I’m listening to the Hanselminutes Podcast; \"StackOverflow uses ASP.NET MVC - Jeff Atwood and his technical team\". During the course of the Podcast they are speaking about SQL
This question also bleeds into one posted earlier today.
Bah!
ORM, SPs, View, Magic Wands, or whatever.
Each "tool" has its place in your belt, use the tools you have wisely.
The only thing that has "changed" ( really improved ) is that some ORMs have nice caching tools already baked in and MySql and Sql 2005+ can handle dynamic or ad hoc query/execution plan caching.
The potential performance loss from throwing the all sorts of dynamic sql at your db server has been somewhat mitigated. Its just easier to go without stored procedures now. Stored Procs aren't going anywhere.
I keep hearing the argument that SPs are good if you have multiple applications connecting to the database or that it makes bug fixing easier.

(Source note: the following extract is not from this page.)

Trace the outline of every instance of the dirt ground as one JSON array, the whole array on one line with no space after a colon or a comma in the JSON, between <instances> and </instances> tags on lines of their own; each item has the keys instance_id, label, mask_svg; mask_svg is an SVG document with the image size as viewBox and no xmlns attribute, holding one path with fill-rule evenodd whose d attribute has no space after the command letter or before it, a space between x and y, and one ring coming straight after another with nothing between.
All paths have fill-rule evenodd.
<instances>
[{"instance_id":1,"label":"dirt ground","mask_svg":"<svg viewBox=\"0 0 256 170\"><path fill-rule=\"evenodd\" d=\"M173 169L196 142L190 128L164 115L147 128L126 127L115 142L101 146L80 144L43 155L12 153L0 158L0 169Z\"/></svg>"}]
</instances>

THIS IS WHAT A SERVICE LAYER IS FOR!
Business logic goes in the service layer, application logic goes in the application/web site.
It's alot harder to debug and maintain hundreds of SPs (especially if there generated) than it is to maintain well written code that talks to a DB via an ORM tool.
Just throwing my little advice here. Before SQL 2005 (maybe even farther than that), SP were faster. However, SQL Server 2005 and up are really optimized and they cache your queries as you go. In fact, we had a web application transfered to a new SQL server. The application started by running slowing for everyone. Everything was taking "3/4 of a second" or 1 second to run. Then SQL started compiling the most used query and everything went from slow to blazing fast.
Of course, we swapped the server while there was a lot of people running on it (which can explain why it was slow at first). But trust me. SP are not over. They just have other uses than being tied to an application.
Could it rather be that Jeff Atwood knows stored procedures will be around forever and was merely trying to stimulate thought and debate? I like to think that what he really would like to do is to write a persuasive essay entitled "Stored Procedures Considered Harmful" :)
ORM and LINQ to SQL seem to be the current trends for replacing StoredProcs.
I personally have used ORM and find it much easier to maintain and support.
Some of the reasons stated for using stored procs where never legitimate reasons to begin with.
You do make a good point about having a stored procedures when you service multiple applications; they essentially become the DAL, usually with some business logic in there.